Matteo Pérez d’Aleccio - Pittore italiano
Autore degli affreschi originali a Malta.
Origine e storia
Lo Château de Lacassagne, situato a Saint-Avit-Frandat nel Gers, è un edificio la cui costruzione si estende dal XIII al XIX secolo. Originariamente, si compone di una torre-camera medievale (XIII secolo), intorno alla quale si aggiungono gradualmente elementi architettonici: una torre rotonda che ospita una scala, poi due torri rotonde che inquadrano il corpo centrale nel XVII secolo. Il tutto è coperto da un tetto rotto, tipico dell'influenza di Mansart, e un balcone collega le torri al XVIII secolo. Il parco inglese, creato nel XVII secolo, completa il paesaggio.

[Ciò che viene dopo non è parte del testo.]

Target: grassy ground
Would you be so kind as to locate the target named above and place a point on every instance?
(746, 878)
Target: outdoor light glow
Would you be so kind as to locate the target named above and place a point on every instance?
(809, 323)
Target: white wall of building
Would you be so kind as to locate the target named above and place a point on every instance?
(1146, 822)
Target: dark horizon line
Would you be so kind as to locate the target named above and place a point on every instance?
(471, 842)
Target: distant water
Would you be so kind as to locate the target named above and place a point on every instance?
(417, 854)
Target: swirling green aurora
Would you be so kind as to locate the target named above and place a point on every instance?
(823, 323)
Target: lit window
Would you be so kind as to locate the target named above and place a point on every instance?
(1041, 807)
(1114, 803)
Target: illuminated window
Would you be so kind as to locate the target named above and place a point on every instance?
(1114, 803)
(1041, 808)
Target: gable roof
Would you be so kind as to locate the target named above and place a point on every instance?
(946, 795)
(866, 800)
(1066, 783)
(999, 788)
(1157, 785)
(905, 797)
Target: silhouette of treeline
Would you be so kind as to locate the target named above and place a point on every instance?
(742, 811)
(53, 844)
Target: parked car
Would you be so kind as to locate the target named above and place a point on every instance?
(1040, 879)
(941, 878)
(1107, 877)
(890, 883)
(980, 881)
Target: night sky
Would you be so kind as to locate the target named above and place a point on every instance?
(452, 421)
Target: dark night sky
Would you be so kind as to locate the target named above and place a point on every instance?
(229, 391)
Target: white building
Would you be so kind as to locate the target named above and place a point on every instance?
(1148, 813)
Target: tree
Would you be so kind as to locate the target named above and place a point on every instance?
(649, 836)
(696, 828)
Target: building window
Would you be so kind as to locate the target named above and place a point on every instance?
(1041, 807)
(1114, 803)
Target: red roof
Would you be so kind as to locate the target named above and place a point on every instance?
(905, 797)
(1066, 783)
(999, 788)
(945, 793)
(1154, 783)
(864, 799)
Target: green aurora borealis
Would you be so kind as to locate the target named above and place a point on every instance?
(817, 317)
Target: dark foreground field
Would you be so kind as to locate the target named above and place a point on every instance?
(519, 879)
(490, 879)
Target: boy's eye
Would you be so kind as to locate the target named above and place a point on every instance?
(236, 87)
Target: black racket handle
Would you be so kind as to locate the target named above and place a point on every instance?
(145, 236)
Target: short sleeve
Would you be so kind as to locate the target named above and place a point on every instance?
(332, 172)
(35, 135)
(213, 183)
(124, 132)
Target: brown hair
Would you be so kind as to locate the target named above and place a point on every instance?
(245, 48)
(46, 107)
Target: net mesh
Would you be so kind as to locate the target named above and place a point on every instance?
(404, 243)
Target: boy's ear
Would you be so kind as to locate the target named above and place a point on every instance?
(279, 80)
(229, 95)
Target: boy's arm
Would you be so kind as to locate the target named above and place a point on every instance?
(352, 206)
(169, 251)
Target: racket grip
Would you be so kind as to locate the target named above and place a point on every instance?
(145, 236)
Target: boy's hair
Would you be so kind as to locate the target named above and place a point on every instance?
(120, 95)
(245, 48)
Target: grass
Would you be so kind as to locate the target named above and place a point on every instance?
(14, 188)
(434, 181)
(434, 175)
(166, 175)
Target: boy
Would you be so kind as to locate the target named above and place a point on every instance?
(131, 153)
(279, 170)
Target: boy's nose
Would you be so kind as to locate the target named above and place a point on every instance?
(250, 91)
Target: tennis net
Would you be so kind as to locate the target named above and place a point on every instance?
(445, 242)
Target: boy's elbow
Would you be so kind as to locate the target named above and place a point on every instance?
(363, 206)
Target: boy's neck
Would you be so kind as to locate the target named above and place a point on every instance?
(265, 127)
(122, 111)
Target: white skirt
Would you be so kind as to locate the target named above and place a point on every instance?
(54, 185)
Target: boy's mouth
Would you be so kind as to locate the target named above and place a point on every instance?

La sala principale del castello è la Sala dei Cavalieri di Malta, organizzata tra il 1620 e il 1640 da Jean-Bertrand de Luppé, cavaliere dell'ordine di San Giovanni di Gerusalemme. Questa sala riproduce, su misura, la sala del consiglio dei grandi maestri del Palazzo Magistrale di La Valette (Malta). I quattordici murales, eseguiti da artisti italiani, rappresentano la Gran Sede di Malta (1565) e si ispirano agli affreschi originali di Matteo Pérez d'Aleccio. Le travi in legno, pannelli e dipinti, decorate con motivi allegorici e viste di Malta, rendono questa una testimonianza eccezionale, soprattutto dal momento che l'originale sala maltese è stata danneggiata durante la seconda guerra mondiale.
Il castello rimase nella famiglia di Luppé dal 1582 fino ad un'epoca recente. Nel XIX secolo vennero aggiunti un'ala ovest e comuni (1850), delimitando la corte. Classificato un monumento storico nel 1980, il sito protegge le sue facciate, i tetti, così come la Sala dei Cavalieri di Malta e il suo arredamento. Orangery e i comuni completano questo complesso architettonico, oggi proprietà privata.
Il nome Lacassagne deriva dal gascon cassanha ("chênaie"), evocando un luogo piantato di querce. Le immagini storiche variano (La Cassaigne, Lacassaigne), ma l'uso corrente ha congelato l'ortografia. Il castello illustra così l'evoluzione architettonica nel corso di sei secoli, mescolando il patrimonio medievale, le influenze classiche e le decorazioni barocche, pur mantenendo un legame unico con la storia dell'Ordine di Malta.
Il valore documentario della Sala dei Cavalieri di Malta è rafforzato dalle differenze tra le tele di Lacassagne e gli affreschi originali di Valette, parzialmente distrutti. I dipinti includono una vista di La Valette assente dagli originali ma presenti nelle incisioni di d-Aleccio (1582), suggerendo la riproduzione indiretta. Altre copie di questo ciclo esistono, come quelle del Greenwich Maritime Museum, attribuite allo stesso d'Aleccio.